In the framework of the project ChArMEx (the Chemistry-Aerosol Mediterranean Experiment, http://charmex.lsce.ipsl.fr/), the variability of aerosol optical, microphysical and radiative properties is examined in three regional background sites on a southwest – northeast (SW–NE) straight line in the middle of the western Mediterranean Basin (WMB). The three sites are on the northward transport pathway of African dust:  Ersa, Corsica Island, France (43.00ºN, 9.36ºW, 80 m a.s.l),  Palma de Mallorca, Mallorca Island, Spain (39.55ºN, 2.62ºE, 10 m a.s.l) and  Alborán, Alboran Island, Spain (35.94ºN, 3.04ºW, 15 m a.s.l). AERONET (AErosol RObotic NETwork) sun-photometer products are mainly used. A preliminary analysis shows that at Ersa and Palma sites the annual aerosol optical depth (AOD) has a similar trend with a peak around 0.2 in July. The winter/spring AOD is lower in Palma than in Ersa, while it is reverse in summer/autumn. The aerosol particle size distribution (and the coarse mode fraction) shows clearly the SW–NE gradient with a decreasing coarse mode peak (and a decreasing coarse mode fraction from 0.5 - 0.35 - 0.2 in July) along the axis Alborán - Palma de Mallorca - Ersa. In addition to the seasonal and annual variability analysis, the analysis of AERONET products is completed with a large variety of ground-based and sounding balloons remote sensing and in situ instruments during the Special Observation Period (SOP) of the ADRIMED campaign in June 2013. The second part of the presentation will focus on the comparison of the observations at Palma de Mallorca and Ersa of the same long-range transported airmasses. The observations include lidar vertical profiles, balloon borne OPC (Optical Particle Counter) and MSG/SEVIRI AOD, among others.

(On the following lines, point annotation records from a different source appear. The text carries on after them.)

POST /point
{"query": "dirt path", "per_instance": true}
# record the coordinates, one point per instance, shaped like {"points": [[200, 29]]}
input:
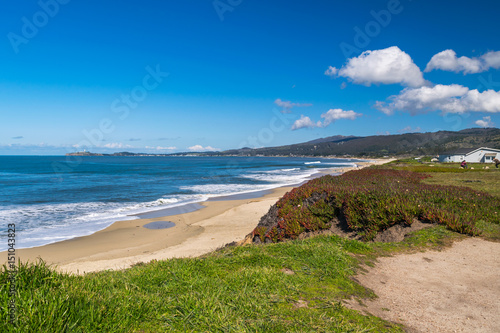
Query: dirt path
{"points": [[455, 290]]}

Monitoring of ambient fine particulate matter concentrations from space: application to European and African cities

Air pollution is a major issue for global environment as well as human health and well-being. Recently, satellites which are equipped with relevant air quality instruments have been placed into orbit. In this paper, we first present a review on satellite remote sensing of particulate pollution. We then present new results for Europe and on African cities particulate air pollutants using POLDER satellite data. Based on satellite AOD observations, we show that the number of days exceeding the 15.4 μg/m3 threshold is twice frequent in Ouagadougou, Burkina- Faso than in Paris, France. At the regional scale, we observe that the northern coast of the golf of Guinea is dramatically impacted by poor air quality.

Interactions aérosols-rayonnement-climat en région méditerranéenne : Impact de l'effet radiatif direct sur le cycle de l'eau

An experimental campaign, coupled with three-dimensional modeling, was conducted in the western Mediterranean during the summer of 2013 to study the impact of aerosols on the radiative balance and climate of this region. In situ observations were obtained on the ground, aboard two research aircraft and balloons to characterize the physico-chemical and optical properties of particles and their vertical stratification. This campaign was mainly characterized by moderate events of desert aerosols. During these episodes, strong vertical stratification was observed and the measurements of the optical properties reveal moderate absorbing particles in the visible spectrum. Climate simulations indicate a significant impact of aerosols in particular by changing the surface temperature of the sea, the ocean-atmosphere fluxes and consequently seasonal precipitation.